Oh, the tangled webs we weave when we pretend to not have expectations. Talk about setting yourself up for failure.
It’s a funny thing, really, to walk into a long-anticipated connection with an intimate partner and think that you’re both coming in with the same intentions and emotions. Last September, my lover S’ra and I met in Mexico, after 2 months of being apart.
Instead of talking about our expectations and where we currently were, we just showed up, without too much communication over the previous month.
We tried to believe that all would go swimmingly, while secretly asking ourselves:
- Would we love each other the same?
- Would we still see the Goddess in one another?
- Would we be as hungry for each other as we were the last time?
- Would the changes in our other lovers change how we related? For better or worse?
We didn’t actually ask any of these questions aloud.

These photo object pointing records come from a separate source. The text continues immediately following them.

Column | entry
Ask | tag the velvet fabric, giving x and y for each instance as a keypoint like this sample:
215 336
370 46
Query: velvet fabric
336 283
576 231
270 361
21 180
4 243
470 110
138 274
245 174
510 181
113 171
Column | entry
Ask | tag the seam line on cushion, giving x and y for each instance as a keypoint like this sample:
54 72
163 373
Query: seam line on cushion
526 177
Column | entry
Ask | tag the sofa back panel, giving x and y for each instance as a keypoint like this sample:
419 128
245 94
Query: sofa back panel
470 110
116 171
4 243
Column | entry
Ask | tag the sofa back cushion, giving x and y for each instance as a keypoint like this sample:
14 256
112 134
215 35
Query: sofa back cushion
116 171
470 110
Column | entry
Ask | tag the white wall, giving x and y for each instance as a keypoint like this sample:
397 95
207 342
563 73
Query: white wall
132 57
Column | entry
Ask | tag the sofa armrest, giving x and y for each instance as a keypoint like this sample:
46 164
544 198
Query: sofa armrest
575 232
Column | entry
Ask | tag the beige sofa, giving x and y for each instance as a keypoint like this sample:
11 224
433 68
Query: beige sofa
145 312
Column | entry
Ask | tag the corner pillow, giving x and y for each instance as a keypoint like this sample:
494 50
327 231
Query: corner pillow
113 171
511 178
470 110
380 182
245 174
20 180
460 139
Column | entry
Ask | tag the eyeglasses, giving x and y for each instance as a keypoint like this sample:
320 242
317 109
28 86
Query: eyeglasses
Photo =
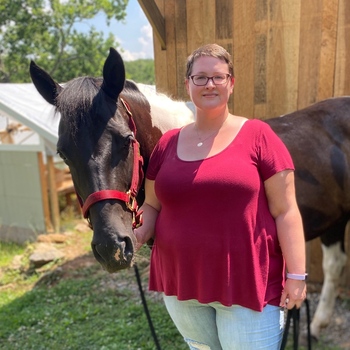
201 80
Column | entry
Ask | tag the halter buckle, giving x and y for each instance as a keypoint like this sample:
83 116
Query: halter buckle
132 203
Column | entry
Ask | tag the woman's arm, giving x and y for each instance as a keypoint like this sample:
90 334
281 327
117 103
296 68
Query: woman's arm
280 191
150 209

What we did do was show up with a whole truckload of unspoken expectations and fears. Seven days later, we parted ways again – me to Mexico for the fall and S’ra back home to Sydney – having returned to the bliss of remembering our deep love for one another and the recognition of the Divine in our connection.
But it wasn’t fucking easy. Shit came up. Again and again.
And what did we do?
We remembered that conflict is actually part of a relationship. And we didn’t let each other walk away.
One of the agreements that S’ra and I have in our relationship is holding ourselves and each other accountable for showing up and seeing past whatever’s in the way. On our last getaway to Orcas Island, I got – for the first time I think – that showing up is sooooo much more than just being with what is.
One piece of showing up is accepting what is right in front of you, whether it feels like love or pain or jealousy or ecstasy. The deeper piece is recognizing the lens that is behind that feeling, the lens which prevents the moment from being perfect as it is.
It’s actually being able to see the shit that’s standing in the way.
To see the parts of the ego that barricade and block to protect us from getting hurt, the parts that presume to ‘know the other person’ and project needs and wants just to have the same stories played out over and over again.
I found that I have a lot of healing to do around a previous female partner from 13 years ago.
Seeing that come up a few times during the 10 days with S’ra earlier in the year, I recognized that I hadn’t actually been showing up for her – or for us. I had too much lurking in the way.
During our week in Mexico, one of the unspoken expectations we encountered was the thing that actually brings us closest together: sex. S’ra and I are both sexuality and relationship coaches. So this came as a big surprise that we had so much fear around being able to “perform” as our lover wanted.
We had somehow developed this story that she wanted sex all the time (false) and that I never wanted sex (oh-so-false).
Over some amazing Mexican dinners and Mescal de Oaxaca, we dug around in this story for three long days and nights. And then we put things in real time.
Did we enjoy having sex? Yes. Did we satisfy each other? Over and beyond. To the moon and back. Were we having wonderful sex? Yes. Had we on our previous holidays together? Hell yes.
So where did this story come from? From a push/pull reaction to a conflict that had happened a few months earlier. We pretended that the trust had been rebuilt but realized that we were in a trust recession.
So we needed to do a few things:
1) Say the things we didn’t want to say. Did we trust each other fully? Maybe. Did we need to earn that trust back? Definitely.
2) Create some small building blocks and action steps to walk back into the land of trusting.
3) Put more than a little effort into refilling our love tanks.
She made some requests. I accepted. I made some requests. She accepted.
And with just that act of communication, we took a big step into being able to show up and offer each other the fearless love that we both wanted.
As strange as this may seem, a challenge we discovered around our (s)expectations is that we are incredible lovers together. We fuck each other to God. When we make love, we dissolve into infinite bliss and worship one another as the God/Goddess that we are.
We sometimes step into the Tantric roles of Shiva and Shakti, while other times we sit in adoration of the name and form of Divine Love in front of us and the infinite nameless formless Universe encompassing us.
Tantra is often called the path of non-rejection.
It’s also prided in Tantra that through relating with others, especially intimate relationships, we evolve the quickest if we can stay on the razor’s edge of comfort/discomfort and growth. That means practicing the Yogic virtues of nonviolence, truthfulness, non-attachment, non-possessiveness, contentment, discipline, self-study and spiritual aspiration equally in the yummy moments and the icky moments.
S’ra and I chose to live those virtues in our trip to Mexico by showing up to conflict with the same playfulness, loving spirit, kindness, and willingness that we bring to swimming in the ocean, sunsets on the beach, long drives with our favorite playlists, Goddess rituals, and, yes, lovemaking.
Thus, our seven days in paradise were marked with a few longs days of conflict making and conflict resolution, and they are both welcome, accepted and loved with truly open arms.